In the previous post of this series, we looked at local persistence using Serializable and writing files to disc. A lot of issues were brought to light… in this post, we’ll look at BerkeleyDB as a very lightweight (1MB) yet high performance, embedded database library which addresses most (but not all) of the previous issues.
BerkeleyDB has been around for over 10 years and Oracle can quote Google as a casestudy. Unfortunately it uses a GPL-like licence. This means you have to open source any applications which make use of it. This is unusual in the Java world, where most licences are based on the Apache Licence and do not require you to open source your code. This alone may disqualify BerkeleyDB from your project (I know it does for us) —- but it is still worthwhile discussing its merits over a home-brew solution. Note that commercial licences are available from Oracle prices starting at $750 per processor.
There are 4 ways of using BerkeleyDB:-
- Transactions, writing atomic database queries manually. This is the low level approach to using BerkeleyDB and not recommended.
- Collections wrapper, which effectively makes a database look like a big
HashMap. - Direct Persistence Layer (DPL), which uses annotations on class files to provide a JPA-like interface for type-safe persistence.
- JMX support. JMX was added to Java 5 to make distributed web applications more modular.
In the previous post, we highlighted many of the shortcomings of a naive persistence store. It is probably best to go through each again, but from the perspective of BerkeleyDB. Once this is finished we’ll show some of the unique advantages of BerkeleyDB and then some code to get you up and running. As a lot of this is boilerplate we provide a wrapper layer which makes creating databases and adding secondary keys as simple as a single line of code each.
To clarify some terminology, instance refers to a directory location and the BerkeleyDB process which is currently accessing it, and a database is one of the many key/value mappings that exists in that instance.
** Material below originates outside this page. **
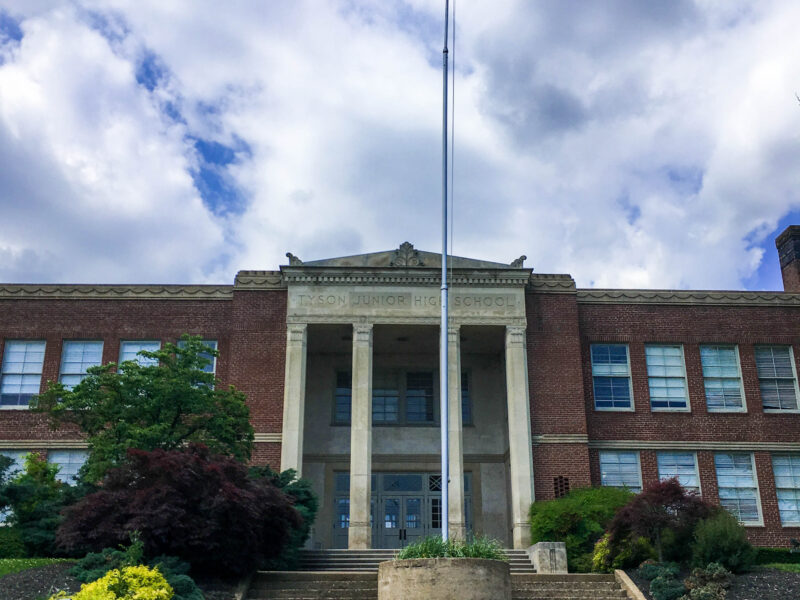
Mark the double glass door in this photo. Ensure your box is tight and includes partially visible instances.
[333,472,472,548]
Portability and Maintenance
It is entirely up to the client how they want their data to be persistently stored… unfortunately that means defining a binary format.
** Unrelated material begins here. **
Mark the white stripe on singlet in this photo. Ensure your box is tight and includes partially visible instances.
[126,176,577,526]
BerkeleyDB uses bindings to map objects into binary form. The datafiles used by BerkeleyDB Java Edition should be compatible with other BerkeleyDB’s so a well documented data structure could potentially be loaded from a C application. However, only one instance of BerkeleyDB can have access to the files at any time.
That said, BerkeleyDB can use the Java Serializable framework for saving objects to disc as a convenience. It goes about this in a very efficient way. As discussed previously, there is a lot of duplication involved in serialising many objects of the same type. BerkeleyDB uses a StoredClassCatalog in a separate database. For primitive types such as int, double and String, BerkeleyDB uses its own optimised bindings.
It is possible to do both offline (i.e. take a tarball of the directory) and online hot backups of a BerkeleyDB instance… without seriously interrupting currently running operations.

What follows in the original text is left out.